MDX gets rendered at build time. No client-side markdown parsing, no JavaScript fetching content on load. The page that reaches you is static HTML. Astro ships zero JavaScript by default, so the only scripts on an article page are the audio player and a small toggle for the raw TTS script view — hit see raw script at the top of any article to see exactly what text gets fed to the voice model.
Phoneme annotations
The TTS model, OmniVoice, uses CMU ARPAbet phonemes. Acronyms and unusual terms get annotated inline in the MDX with their phoneme sequence. The display layer strips the bracket content so the reader sees the term as written, while the TTS receives the correct pronunciation. A maintained table of annotated terms lives in the article skill, so new articles get consistent pronunciation without re-solving the same phoneme lookups.
| Without marker | With marker |
|---|---|
| SQL”s-q-l” | [S IY1 K W AH0 L]“sequel” |
| KV(silent) | [K EY1] [V IY1]“K-V” |
| SSR”sarr” | [EH0 S, EH0 S, AA1 R]“S-S-R” |
| LLM(silent) | [EH1 L, EH1 L, EH1 M]“EL-EL-EM” |
| UTC”you-tee” | [Y UW1] [T IY1] [S IY1]“U-T-C” |
The same annotation system also handles paralinguistic markers — pauses, soft questions, mild surprise — placed at the start of sentences to shape delivery. These are stripped from the display entirely.
Audio generation
The Astro build processes each MDX file and writes a plain text TTS script.

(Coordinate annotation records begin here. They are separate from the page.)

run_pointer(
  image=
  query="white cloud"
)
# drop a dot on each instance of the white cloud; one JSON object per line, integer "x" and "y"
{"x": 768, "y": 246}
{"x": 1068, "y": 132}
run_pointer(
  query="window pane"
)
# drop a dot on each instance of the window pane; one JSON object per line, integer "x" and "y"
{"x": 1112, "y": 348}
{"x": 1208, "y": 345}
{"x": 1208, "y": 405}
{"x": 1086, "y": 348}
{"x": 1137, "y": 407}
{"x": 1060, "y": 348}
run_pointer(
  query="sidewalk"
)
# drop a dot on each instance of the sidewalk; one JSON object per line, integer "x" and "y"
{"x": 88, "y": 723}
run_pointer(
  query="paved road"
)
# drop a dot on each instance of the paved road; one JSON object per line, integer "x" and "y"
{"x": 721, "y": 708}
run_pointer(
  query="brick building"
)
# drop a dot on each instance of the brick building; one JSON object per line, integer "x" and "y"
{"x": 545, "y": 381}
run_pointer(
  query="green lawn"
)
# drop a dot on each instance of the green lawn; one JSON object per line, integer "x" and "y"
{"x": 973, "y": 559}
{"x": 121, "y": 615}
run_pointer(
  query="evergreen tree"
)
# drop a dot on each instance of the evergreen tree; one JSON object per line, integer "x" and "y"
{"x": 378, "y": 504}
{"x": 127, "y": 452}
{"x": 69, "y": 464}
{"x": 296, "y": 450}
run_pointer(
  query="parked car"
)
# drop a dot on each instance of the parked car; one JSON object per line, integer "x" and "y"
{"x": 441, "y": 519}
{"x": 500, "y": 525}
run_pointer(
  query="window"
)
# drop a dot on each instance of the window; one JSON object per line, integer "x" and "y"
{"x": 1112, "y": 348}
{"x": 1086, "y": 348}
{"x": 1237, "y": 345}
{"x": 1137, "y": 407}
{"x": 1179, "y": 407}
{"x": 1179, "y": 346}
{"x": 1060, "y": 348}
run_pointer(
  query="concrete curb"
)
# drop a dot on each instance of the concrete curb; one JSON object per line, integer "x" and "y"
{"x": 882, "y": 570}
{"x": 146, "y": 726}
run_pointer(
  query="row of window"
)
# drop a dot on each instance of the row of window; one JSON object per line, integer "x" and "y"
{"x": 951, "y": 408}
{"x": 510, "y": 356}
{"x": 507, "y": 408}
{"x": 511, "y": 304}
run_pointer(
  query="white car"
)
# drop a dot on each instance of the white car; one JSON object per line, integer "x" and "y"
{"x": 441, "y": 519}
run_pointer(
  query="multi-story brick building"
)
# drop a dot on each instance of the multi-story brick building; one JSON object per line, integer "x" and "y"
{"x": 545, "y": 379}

That file is the single source of truth — it strips MDX syntax, converts em dashes to pauses, flips phoneme annotations from written form to their phoneme sequence, and excludes any HTML block marked with a skip attribute — the comparison table on this page uses that to stay out of the narration. The “see raw script” toggle on each article shows exactly this output.
A Python script then reads that file, seeds the RNG for reproducibility, and passes the text to OmniVoice running on CUDA with a fixed reference voice sample. Every article uses the same reference wav, so the voice is consistent. Speed is set to 1.15x. Output is a FLAC and a waveform JSON — 200 normalised peak amplitude values used to render the player visualisation.
Both files are committed with the article and served statically from Cloudflare’s CDN. No API calls at read time. The TTS inference runs once on my machine before commit. After that it’s just a file.